3.3.4 Weblogs und journalistische Standards

Viele sprechen dem traditionellen Journalismus zu, über bessere Recherchemöglichkeiten zu verfügen. Laienjournalisten dagegen können oft keine gründlichen Recherchen durchführen, da sie ihre publizistischen Aktivitäten ohne professionelle Organisation in der Freizeit betreiben.

Allerdings herrscht die Auffassung: Viele Augen sehen mehr als zwei. Mit der Vielzahl der Blogger, die ihr Wissen teilen, steigt die Wahrscheinlichkeit, dass ein Experte zu einem Thema vorhanden ist oder dass einer der Nutzer im entscheidenden Moment vor Ort war (Neuberger 2004b, Lasica 2004, Ermert 2005, Alphonso/Pahl 2004: 27). So überträgt Dan Gillmor (2004: 108) die Ideen von Marshall McLuhan auf Weblogs:

“For any problem there is a person or persons in a large population of educated people that don`t see it as a problem.”

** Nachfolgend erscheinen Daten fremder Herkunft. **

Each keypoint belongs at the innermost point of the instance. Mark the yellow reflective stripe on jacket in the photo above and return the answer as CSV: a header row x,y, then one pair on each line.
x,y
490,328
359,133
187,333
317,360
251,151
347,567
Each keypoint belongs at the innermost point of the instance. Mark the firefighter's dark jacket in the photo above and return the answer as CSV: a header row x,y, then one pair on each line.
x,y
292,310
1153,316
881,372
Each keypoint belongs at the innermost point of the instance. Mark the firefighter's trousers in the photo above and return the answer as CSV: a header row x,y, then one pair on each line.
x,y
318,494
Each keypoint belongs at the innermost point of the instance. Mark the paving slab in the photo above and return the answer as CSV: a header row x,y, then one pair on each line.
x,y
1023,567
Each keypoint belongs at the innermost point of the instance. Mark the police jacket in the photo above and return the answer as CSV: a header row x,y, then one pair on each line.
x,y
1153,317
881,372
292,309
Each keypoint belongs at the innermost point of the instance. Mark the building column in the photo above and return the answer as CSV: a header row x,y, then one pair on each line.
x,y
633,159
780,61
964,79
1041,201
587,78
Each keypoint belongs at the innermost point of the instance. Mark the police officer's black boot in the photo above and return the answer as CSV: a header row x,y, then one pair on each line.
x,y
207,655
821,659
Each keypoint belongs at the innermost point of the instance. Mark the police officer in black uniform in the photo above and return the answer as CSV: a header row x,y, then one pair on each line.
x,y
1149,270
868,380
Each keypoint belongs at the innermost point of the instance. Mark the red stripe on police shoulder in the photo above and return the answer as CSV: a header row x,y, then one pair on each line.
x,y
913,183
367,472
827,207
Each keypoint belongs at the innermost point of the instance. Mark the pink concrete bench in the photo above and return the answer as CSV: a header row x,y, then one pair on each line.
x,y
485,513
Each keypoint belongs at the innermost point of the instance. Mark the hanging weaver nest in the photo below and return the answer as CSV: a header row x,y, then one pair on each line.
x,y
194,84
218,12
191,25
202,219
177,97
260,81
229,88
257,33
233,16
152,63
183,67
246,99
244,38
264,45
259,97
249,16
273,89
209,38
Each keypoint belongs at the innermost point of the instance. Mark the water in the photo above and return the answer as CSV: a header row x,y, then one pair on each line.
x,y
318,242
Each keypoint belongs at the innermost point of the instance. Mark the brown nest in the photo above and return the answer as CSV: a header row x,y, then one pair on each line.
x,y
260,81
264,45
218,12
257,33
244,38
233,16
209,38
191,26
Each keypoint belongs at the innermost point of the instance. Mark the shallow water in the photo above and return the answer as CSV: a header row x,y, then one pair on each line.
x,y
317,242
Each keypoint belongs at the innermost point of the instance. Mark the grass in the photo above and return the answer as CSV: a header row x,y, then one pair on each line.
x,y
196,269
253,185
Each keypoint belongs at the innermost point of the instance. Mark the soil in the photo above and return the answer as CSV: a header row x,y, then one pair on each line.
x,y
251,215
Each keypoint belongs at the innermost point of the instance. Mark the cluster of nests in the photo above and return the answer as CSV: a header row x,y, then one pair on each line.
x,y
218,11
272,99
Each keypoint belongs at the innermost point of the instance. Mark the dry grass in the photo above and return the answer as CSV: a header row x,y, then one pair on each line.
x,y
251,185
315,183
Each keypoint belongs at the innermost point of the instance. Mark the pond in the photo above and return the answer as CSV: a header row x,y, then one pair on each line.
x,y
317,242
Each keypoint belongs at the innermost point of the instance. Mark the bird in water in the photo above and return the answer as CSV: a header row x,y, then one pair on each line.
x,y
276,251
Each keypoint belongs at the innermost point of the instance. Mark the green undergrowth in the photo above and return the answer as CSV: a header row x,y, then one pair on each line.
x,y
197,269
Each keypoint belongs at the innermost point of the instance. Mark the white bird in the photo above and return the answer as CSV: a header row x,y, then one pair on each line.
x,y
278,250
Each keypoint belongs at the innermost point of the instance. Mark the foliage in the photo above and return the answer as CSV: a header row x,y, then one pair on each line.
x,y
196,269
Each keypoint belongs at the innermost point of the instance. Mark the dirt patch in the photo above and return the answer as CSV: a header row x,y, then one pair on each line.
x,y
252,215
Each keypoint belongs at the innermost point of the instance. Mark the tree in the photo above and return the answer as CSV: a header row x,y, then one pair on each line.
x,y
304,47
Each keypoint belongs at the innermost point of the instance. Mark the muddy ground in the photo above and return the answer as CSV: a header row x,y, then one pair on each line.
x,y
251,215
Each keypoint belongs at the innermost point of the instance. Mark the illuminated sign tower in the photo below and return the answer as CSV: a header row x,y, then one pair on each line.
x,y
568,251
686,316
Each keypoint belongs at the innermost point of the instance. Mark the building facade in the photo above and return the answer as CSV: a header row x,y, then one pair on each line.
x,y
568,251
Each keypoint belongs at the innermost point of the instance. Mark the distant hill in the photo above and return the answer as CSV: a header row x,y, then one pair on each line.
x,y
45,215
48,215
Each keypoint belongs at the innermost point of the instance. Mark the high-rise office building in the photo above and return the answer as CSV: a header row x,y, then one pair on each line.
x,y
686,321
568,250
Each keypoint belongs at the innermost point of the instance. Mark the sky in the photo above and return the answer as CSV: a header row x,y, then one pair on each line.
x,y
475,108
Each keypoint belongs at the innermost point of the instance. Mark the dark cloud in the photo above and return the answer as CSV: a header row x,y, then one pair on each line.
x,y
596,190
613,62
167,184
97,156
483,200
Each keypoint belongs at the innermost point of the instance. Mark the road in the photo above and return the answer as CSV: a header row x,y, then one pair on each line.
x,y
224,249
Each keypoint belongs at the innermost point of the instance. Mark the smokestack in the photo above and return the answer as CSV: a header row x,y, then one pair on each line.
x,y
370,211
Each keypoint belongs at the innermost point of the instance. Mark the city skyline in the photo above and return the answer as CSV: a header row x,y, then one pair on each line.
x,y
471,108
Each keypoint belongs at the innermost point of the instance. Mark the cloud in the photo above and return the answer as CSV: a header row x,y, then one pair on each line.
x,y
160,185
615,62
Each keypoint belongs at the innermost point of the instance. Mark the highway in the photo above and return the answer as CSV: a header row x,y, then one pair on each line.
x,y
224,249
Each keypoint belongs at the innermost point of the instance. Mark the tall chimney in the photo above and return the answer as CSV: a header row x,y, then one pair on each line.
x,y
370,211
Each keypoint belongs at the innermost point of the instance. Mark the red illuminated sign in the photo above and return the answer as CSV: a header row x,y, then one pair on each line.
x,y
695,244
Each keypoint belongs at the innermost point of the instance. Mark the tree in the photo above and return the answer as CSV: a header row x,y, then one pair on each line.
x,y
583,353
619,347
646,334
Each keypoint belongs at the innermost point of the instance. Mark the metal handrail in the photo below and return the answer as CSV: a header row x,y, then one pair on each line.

Es ist zudem zu beobachten, dass traditionelle Journalisten Weblogs zunehmend als Recherchequelle nutzen, um Themen und neue Trends aufzuspüren (Alphonso/Pahl 2004: 33). So gaben in einer Umfrage 51 Prozent der befragten amerikanischen Journalisten an, Weblogs zu nutzen. 28 Prozent beziehen sich in der Berichterstattung der täglichen Nachrichten auf Weblogs (o. A. 2005).

Weblogs dienen als Quelle, wenn andere Quellen nicht verfügbar sind. Die traditionellen Medien wurden bereits des Öfteren hinsichtlich der Aktualität von Weblogs übertroffen. Bei der Flutkatastrophe in Asien oder den Terrorangriffen in London beispielsweise zogen traditionelle Medien Berichte der Weblogs als erste Quelle heran (vgl. Kapitel 2.2.3). Marie Cox, die als Wonkette43 eines der populärsten Weblogs in den USA betreibt, meint:

„Blogger machen es den Journalisten immer schwerer, die Veröffentlichung von Nachrichten aufzuschieben“ (zitiert nach Hank 2004).

Durch Weblogs verbreiten sich Informationen beinahe in Echtzeit (Pryor 2003: 148). Doch das schnelle Veröffentlichen birgt Probleme wie Ungenauigkeit der Information: Bei der US-Präsidentschaftswahl im November 2004 beispielsweise veröffentlichten Blogger Wahlergebnisse, in denen sie voreilig fälschlicherweise John Kerry als Sieger sahen (Hank 2004).

Schwindet die Glaubwürdigkeit, wenn Blogger Informationen veröffentlichen, ohne diese vorher genau zu überprüfen? Ein zentrales Qualitätskriterium im traditionellen Journalismus ist die Sorgfaltspflicht. Dazu zählen eigene Recherche, die Verwendung mehrerer Quellen, eine Betrachtung aus verschiedenen Blickwinkeln, die Trennung zwischen Nachricht und Kommentar oder Verifizierung der Informationen vor der Veröffentlichung. Es beachtet jedoch nur ein kleiner Prozentsatz aller Blogger die Einhaltung der Sorgfaltspflicht, da sie oft keine Recherche aus erster Hand betreiben, sich lediglich auf eine einzige Quelle beziehen, Themen aus einer subjektiven Perspektive betrachten oder Nachricht und Kommentar vermischen (Prillinger 2004, Rosenberger 2002: 83). Weblog-Beiträge orientieren sich in der Regel nicht an journalistischen Stilformen wie Nachricht, Reportage oder Glosse. Ein Weblog-Eintrag dagegen kann alles sein: Zitat, Smiley oder ein ganzer Roman (Alphonso/Pahl 2004: 39).